Hommage ŕ Liu Xiaobo, mort pour la liberté

par Daniel Salvatore Schiffer
vendredi 14 juillet 2017

HOMMAGE A LIU XIAOBO,

MORT POUR LA LIBERTE

 

Le dissident chinois Liu Xiaobo, prix Nobel de la paix, distinction qui lui fut attribuée le 8 octobre 2010, vient malheureusement de s'éteindre, victime d'un incurable cancer du foie, dans un hôpital d'une province au nord de la Chine, sans même avoir pu bénéficier, comme le préconisaient les médecins occidentaux, des soins nécessaires à son fragile état de santé. Mais ce qui, à notre conscience d’homme libre, rend cette mort d’autant plus révoltante et pénible à la fois, par-delà son indéfectible dignité, c'est que cet intellectuel de haute volée, dont l’un des maîtres à penser fut un autre célèbre opposant à la dictature communiste, Vaclav Havel, est mort après une effroyable agonie, subie presque entièrement en prison, d'où il n'aura été finalement libéré sous condition, après presque huit ans de réclusion, que tout récemment. C'est dire l'ignominie, plus encore que l'atroce et injuste sort sur le plan humain, que les autorités chinoises, impitoyables comme à leur triste habitude, lui auront infligée là, pendant autant de temps et, surtout, ces dernières et douloureuses années !

 

C’est, en effet, le 25 décembre 2009 déjà, date hautement symbolique puisque c’est le jour de la Noël pour la chrétienté, que Liu Xiaobo fut arrêté manu militari, sans ménagement ni même de procès, par les autorités politiques de son pays. Son prétendu « crime » aux yeux de ces infâmes tortionnaires d’un autre âge ? « Incitation à la subversion du pouvoir de l’Etat » : accusation certes aussi grotesque que sommaire, à l’encontre de cet homme épris seulement de liberté, mais pour laquelle il fut néanmoins condamné, sans possibilité d’appel, à rien moins que onze ans d’incarcération !

 

DANS LES PAS D’UN AUTRE CELEBRE DISSIDENT : VACLAV HAVEL

 

Adieu, donc, très cher Liu ! Je regrette profondément, aussi sincèrement qu’amèrement, que tes pairs, ces frères d’armes philosophiques parmi lesquels j’ai l’honneur de me compter, n’aient pas pu te délivrer à temps, malgré leurs nombreux et incessants appels à ta libération (http://tempsreel.nouvelobs.com/opinions/20101008.OBS1022/tribune-liu-xiaobo-du-prix-de-la-liberte-au-prix-nobel-de-la-paix.html), de ce pan d’enfer sur terre où tes ignobles geôliers t’avaient aussi cruellement, aussi misérablement et aussi aveuglément, confiné.
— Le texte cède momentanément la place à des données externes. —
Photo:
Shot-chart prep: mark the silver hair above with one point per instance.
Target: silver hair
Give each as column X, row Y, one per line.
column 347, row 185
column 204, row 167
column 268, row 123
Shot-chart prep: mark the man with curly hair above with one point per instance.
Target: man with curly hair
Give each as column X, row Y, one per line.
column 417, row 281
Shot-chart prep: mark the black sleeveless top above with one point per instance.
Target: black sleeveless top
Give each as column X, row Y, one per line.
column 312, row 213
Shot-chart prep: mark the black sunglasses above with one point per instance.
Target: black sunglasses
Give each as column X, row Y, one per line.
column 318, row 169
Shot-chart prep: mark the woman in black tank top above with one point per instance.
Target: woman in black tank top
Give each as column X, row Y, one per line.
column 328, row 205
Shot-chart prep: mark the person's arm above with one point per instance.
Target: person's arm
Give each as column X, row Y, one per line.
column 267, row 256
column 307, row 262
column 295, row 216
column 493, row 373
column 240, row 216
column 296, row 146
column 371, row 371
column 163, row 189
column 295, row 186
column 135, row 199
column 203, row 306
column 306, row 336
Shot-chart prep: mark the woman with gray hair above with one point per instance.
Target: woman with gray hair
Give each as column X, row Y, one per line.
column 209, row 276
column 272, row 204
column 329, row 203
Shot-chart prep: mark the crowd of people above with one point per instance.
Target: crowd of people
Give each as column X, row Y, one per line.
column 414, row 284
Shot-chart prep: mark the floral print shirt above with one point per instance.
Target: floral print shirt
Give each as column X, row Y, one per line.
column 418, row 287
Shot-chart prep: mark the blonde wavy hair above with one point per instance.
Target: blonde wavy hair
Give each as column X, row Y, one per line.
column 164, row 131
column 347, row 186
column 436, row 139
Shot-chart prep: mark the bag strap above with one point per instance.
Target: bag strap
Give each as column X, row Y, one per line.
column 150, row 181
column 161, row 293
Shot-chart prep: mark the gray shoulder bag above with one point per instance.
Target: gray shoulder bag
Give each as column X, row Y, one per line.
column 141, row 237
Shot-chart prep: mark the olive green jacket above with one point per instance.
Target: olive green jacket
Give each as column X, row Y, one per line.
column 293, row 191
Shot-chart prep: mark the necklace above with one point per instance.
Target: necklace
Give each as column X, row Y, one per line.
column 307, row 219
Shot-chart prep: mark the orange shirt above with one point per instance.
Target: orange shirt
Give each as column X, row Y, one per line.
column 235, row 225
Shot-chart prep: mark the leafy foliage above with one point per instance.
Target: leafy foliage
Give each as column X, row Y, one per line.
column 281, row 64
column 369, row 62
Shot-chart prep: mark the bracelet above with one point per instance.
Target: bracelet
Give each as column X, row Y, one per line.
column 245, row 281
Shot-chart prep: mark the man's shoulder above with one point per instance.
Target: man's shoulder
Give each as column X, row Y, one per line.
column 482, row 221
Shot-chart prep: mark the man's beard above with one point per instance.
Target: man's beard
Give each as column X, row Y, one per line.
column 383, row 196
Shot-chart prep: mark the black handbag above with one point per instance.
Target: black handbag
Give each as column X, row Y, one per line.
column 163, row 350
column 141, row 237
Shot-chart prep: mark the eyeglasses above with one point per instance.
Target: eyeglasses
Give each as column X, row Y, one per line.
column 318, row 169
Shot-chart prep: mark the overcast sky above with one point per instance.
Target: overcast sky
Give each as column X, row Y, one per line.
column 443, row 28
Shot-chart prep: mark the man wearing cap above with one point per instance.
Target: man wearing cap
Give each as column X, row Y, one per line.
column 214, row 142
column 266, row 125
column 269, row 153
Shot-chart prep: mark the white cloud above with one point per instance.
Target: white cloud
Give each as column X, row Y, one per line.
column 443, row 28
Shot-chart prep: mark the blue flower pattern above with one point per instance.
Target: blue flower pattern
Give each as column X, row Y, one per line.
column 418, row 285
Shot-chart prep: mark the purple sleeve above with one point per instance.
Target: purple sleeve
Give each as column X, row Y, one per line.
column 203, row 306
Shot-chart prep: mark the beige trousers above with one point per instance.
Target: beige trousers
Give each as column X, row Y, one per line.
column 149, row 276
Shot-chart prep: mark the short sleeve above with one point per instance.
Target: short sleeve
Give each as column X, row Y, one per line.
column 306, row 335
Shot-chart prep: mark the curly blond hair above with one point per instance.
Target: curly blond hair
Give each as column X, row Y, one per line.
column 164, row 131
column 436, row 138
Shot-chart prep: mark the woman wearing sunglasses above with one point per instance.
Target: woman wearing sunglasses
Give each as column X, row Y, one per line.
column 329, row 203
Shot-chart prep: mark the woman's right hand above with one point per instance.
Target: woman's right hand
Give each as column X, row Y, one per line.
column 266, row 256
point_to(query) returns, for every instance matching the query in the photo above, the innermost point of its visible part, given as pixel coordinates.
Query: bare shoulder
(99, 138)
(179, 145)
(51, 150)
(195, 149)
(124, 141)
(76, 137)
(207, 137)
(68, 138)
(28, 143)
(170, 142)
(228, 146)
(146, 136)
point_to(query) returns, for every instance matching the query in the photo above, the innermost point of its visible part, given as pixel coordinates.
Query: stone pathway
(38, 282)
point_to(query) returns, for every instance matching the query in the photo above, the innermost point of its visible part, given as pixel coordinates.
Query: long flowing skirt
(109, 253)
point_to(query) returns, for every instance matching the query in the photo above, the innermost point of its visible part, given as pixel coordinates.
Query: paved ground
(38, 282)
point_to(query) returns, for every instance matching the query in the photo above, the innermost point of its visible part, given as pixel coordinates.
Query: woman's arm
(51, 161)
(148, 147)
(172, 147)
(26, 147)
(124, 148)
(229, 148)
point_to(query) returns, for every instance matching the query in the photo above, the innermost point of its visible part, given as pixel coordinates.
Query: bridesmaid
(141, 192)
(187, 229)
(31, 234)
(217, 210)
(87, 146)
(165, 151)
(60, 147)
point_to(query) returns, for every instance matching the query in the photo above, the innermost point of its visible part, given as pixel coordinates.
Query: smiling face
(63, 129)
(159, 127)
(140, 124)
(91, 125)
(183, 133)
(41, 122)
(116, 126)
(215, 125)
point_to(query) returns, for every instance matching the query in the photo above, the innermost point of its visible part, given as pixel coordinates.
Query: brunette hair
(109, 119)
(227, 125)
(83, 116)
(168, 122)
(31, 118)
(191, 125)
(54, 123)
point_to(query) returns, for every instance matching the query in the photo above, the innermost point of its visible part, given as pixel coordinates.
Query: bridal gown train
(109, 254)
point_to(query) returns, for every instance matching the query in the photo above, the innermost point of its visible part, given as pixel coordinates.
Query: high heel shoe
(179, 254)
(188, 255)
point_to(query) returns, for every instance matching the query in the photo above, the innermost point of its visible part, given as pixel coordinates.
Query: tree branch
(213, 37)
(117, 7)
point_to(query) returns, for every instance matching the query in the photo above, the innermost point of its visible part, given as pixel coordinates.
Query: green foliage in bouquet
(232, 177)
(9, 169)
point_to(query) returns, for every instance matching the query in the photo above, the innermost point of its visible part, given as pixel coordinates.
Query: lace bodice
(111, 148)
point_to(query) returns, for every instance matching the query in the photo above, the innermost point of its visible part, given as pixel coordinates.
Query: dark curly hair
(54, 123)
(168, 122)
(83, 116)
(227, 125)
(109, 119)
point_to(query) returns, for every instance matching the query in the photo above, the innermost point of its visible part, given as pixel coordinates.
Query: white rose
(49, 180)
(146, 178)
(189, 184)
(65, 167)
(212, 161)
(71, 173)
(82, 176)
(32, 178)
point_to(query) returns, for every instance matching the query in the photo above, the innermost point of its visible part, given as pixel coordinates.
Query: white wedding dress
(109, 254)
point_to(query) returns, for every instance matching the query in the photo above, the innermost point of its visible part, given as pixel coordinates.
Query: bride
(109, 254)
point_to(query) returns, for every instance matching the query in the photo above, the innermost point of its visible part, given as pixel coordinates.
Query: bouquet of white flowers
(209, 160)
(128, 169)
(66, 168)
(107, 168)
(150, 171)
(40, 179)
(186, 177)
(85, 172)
Honte à eux !

 

Rien n’est toutefois perdu pour toi, Liu, bien au contraire ! Car, comme l’écrivit un jour très justement un autre de nos amis naguère emprisonnés lui aussi pour ses seules idées, Vaclav Havel précisément, « l’amour et la vérité triompheront de la haine et du mensonge ». Cette lumineuse phrase, le cher Vaclav, à qui je venais de rendre visite chez lui peu de temps après sa propre libération de sa prison pragoise, la prononça, alors qu’il annonçait son heureuse candidature à la présidence de la Tchécoslovaquie, le 16 décembre 1989, soit un peu plus d’un mois, à peine, après l’historique et fracassante chute, advenue le 9 novembre 1989, du Mur de Berlin…

 

Ainsi, très cher Liu, puisse donc, en ce qui te concerne également, ton exemple de courage moral nous servir encore et toujours, sans jamais faillir face à nos combats pour cet imprescriptible droit qu’est celui de la liberté des peuples, de modèle pour tout humanisme digne de ce noble et beau nom : illustre et immortel comme, désormais, le tien !

 

DANIEL SALVATORE SCHIFFER*

 

*Philosophe, auteur, notamment, de « La Philosophie d’Emmanuel Levinas – Métaphysique, esthétique, éthique » et « Philosophie du dandysme – Une esthétique de l’âme et du corps » (Presses Universitaires de France), « Oscar Wilde » et « Lord Byron » (Gallimard-Folio Biographies), « Le Testament du Kosovo – Journal de guerre » (Editions du Rocher). A paraître : « Traité de la mort sublime – L’art de mourir, de Socrate à Bowie » (Alma Editeur).